S’attaquer au Hezbollah ne peut se faire autrement, mais les problèmes restent insurmontables. Premièrement, les takfiris de Jolani ne font pas le poids face au Hezbollah. Deuxièmement, l’armée israélienne est épuisée. Elle ne soutient pas le plan de Netanyahou d’occupation de la ville de Gaza. Ses réservistes refusent de se présenter au service, de sorte que l’armée dispose à peine des effectifs nécessaires pour une nouvelle opération à Gaza, sans parler du Sud-Liban.

Troisièmement, l’opinion publique israélienne est massivement opposée à une nouvelle campagne à Gaza, ne serait-ce que pour le bien de ses prisonniers, et il est peu probable qu’elle en soutienne une au Sud-Liban. Quatrièmement, l’opinion publique libanaise soutient largement le Hezbollah, seule force capable de défendre le Liban contre les attaques extérieures.

Cinquièmement, l’Iran, qui a failli mettre Israël à genoux en douze jours de guerre, trouvera le moyen d’aider le Hezbollah. Larijani vient de se rendre à Beyrouth. Il a refusé de recevoir Yusif Rajji, le candidat des Forces libanaises d’extrême droite chrétienne, au poste de ministre des Affaires étrangères, et a sans aucun doute apporté avec lui la mise en garde de l’Iran contre un Liban entraîné dans un nouveau bourbier par Israël et les États-Unis.

Sixièmement, Jolani est un Syrien, Arabe et Musulman collaborateur de l’Occident et d’Israël, qui partage l’avis d’Israël selon lequel « nos ennemis communs sont le Hezbollah et l’Iran ». Ses « forces de sécurité » ont massacré des milliers d’Alaouites et de Druzes, il n’a pas réussi à rallier les Kurdes et, s’il joue le jeu des États-Unis et d’Israël au Liban, il renforcera encore davantage la résistance syrienne et arabe, tout en s’exposant à des représailles de l’Irak et de l’Iran.

Finalement, la vague de reconnaissance de l’État palestinien relève de la politique performative. Incapables de faire quoi que ce soit pour arrêter le génocide, les acteurs détournent l’attention du public en parlant d’autre chose. En fait, ils parlent de tout sauf de ce dont ils devraient parler.

L’illusion qu’ils créent ne durera que tant que les négociations pourront se prolonger. L’illusion des années 1990 d’un « processus de paix » finira par éclater comme une bulle, et cette reconnaissance d’un État qu’Israël et les États-Unis ne permettront pas d’exister, si ce n’est sur un petit bout de sable à Gaza, est vouée à disparaître de la même manière.

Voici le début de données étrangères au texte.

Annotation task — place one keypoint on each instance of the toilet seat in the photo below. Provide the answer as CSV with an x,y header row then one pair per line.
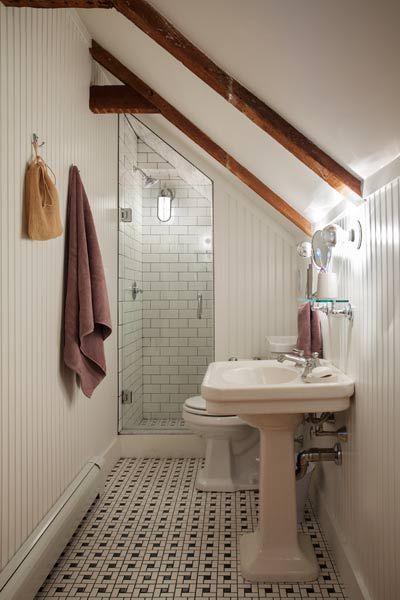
x,y
198,406
231,448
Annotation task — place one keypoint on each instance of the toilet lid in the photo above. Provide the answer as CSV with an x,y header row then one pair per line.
x,y
197,403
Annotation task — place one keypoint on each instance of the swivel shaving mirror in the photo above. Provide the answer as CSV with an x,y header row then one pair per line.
x,y
321,253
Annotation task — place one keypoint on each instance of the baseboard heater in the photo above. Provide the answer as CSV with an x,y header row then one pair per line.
x,y
25,573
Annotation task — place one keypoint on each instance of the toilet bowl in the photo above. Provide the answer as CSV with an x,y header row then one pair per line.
x,y
232,449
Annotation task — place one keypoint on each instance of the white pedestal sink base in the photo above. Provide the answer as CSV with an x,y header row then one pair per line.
x,y
258,564
275,551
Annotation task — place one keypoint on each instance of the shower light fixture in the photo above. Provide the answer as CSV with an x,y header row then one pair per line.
x,y
164,205
148,181
334,235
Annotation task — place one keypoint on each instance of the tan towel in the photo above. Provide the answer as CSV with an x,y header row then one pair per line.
x,y
42,206
87,318
309,330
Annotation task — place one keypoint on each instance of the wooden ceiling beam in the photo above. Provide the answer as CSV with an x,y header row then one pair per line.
x,y
59,3
109,62
118,99
149,20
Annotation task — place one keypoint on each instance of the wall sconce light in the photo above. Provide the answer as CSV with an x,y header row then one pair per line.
x,y
334,235
164,205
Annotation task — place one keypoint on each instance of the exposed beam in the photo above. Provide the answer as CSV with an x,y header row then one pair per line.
x,y
59,3
118,99
144,16
109,62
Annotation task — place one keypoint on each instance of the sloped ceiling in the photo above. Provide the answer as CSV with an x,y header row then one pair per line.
x,y
330,68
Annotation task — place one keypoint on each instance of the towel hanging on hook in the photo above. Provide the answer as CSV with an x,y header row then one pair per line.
x,y
42,205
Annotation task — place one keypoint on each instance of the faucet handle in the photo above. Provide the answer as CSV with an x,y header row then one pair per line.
x,y
315,357
298,351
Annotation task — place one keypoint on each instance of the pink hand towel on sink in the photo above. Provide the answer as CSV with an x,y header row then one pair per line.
x,y
309,330
87,319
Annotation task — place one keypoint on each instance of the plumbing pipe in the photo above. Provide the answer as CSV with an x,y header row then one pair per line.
x,y
317,455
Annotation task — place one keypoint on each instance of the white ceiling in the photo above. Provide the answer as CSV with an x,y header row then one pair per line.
x,y
330,67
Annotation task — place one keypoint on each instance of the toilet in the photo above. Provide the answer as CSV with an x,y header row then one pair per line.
x,y
232,449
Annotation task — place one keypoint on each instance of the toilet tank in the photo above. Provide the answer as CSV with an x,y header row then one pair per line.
x,y
276,344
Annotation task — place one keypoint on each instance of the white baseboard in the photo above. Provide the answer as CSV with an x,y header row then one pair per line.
x,y
350,574
25,573
161,446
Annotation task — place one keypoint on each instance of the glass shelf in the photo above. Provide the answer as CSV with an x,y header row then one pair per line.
x,y
330,300
329,306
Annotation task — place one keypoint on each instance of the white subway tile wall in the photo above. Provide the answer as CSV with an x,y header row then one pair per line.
x,y
130,314
164,346
177,267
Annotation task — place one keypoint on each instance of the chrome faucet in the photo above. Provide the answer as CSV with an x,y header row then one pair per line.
x,y
298,358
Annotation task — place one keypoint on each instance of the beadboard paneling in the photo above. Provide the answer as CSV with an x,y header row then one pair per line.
x,y
363,496
255,264
48,430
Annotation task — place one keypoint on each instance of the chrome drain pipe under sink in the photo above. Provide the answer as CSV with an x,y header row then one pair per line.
x,y
317,455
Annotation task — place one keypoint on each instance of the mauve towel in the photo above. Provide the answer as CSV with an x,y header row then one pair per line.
x,y
87,320
309,330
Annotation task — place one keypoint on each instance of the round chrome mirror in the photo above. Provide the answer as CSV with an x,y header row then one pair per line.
x,y
321,253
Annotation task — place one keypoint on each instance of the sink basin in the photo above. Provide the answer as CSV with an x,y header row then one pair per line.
x,y
266,386
259,375
273,397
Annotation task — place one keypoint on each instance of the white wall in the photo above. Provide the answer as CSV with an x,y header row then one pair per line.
x,y
48,428
362,498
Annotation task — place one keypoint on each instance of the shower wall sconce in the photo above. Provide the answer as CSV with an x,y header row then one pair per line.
x,y
334,235
164,205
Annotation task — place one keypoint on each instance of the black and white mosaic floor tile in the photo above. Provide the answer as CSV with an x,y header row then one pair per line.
x,y
153,535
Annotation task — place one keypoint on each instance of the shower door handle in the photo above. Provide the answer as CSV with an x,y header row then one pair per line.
x,y
199,305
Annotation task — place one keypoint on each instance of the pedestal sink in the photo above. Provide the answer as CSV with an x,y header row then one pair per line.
x,y
273,398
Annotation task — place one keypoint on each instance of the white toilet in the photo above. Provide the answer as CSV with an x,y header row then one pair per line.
x,y
232,449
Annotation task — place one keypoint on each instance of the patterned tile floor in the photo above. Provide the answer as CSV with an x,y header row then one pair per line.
x,y
152,535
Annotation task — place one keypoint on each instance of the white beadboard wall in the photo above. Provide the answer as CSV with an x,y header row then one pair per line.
x,y
48,429
362,498
255,266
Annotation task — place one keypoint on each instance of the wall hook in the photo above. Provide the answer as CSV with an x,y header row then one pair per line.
x,y
35,141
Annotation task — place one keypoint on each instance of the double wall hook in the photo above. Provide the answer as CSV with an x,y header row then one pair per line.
x,y
35,142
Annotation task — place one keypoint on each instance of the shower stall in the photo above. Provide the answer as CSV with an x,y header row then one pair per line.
x,y
166,324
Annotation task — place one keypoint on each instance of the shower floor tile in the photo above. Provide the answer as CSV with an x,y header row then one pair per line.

Jeremy Salt a enseigné à l’Université de Melbourne, à l’Université du Bosphore à Istanbul et à l’Université Bilkent à Ankara pendant de nombreuses années, se spécialisant dans l’histoire moderne du Moyen-Orient. Parmi ses publications récentes figurent son ouvrage de 2008, The Unmaking of the Middle East. A History of Western Disorder in Arab Lands (University of California Press) et The Last Ottoman Wars. The Human Cost 1877-1923 (University of Utah Press, 2019). Il a contribué à cet article pour The Palestine Chronicle.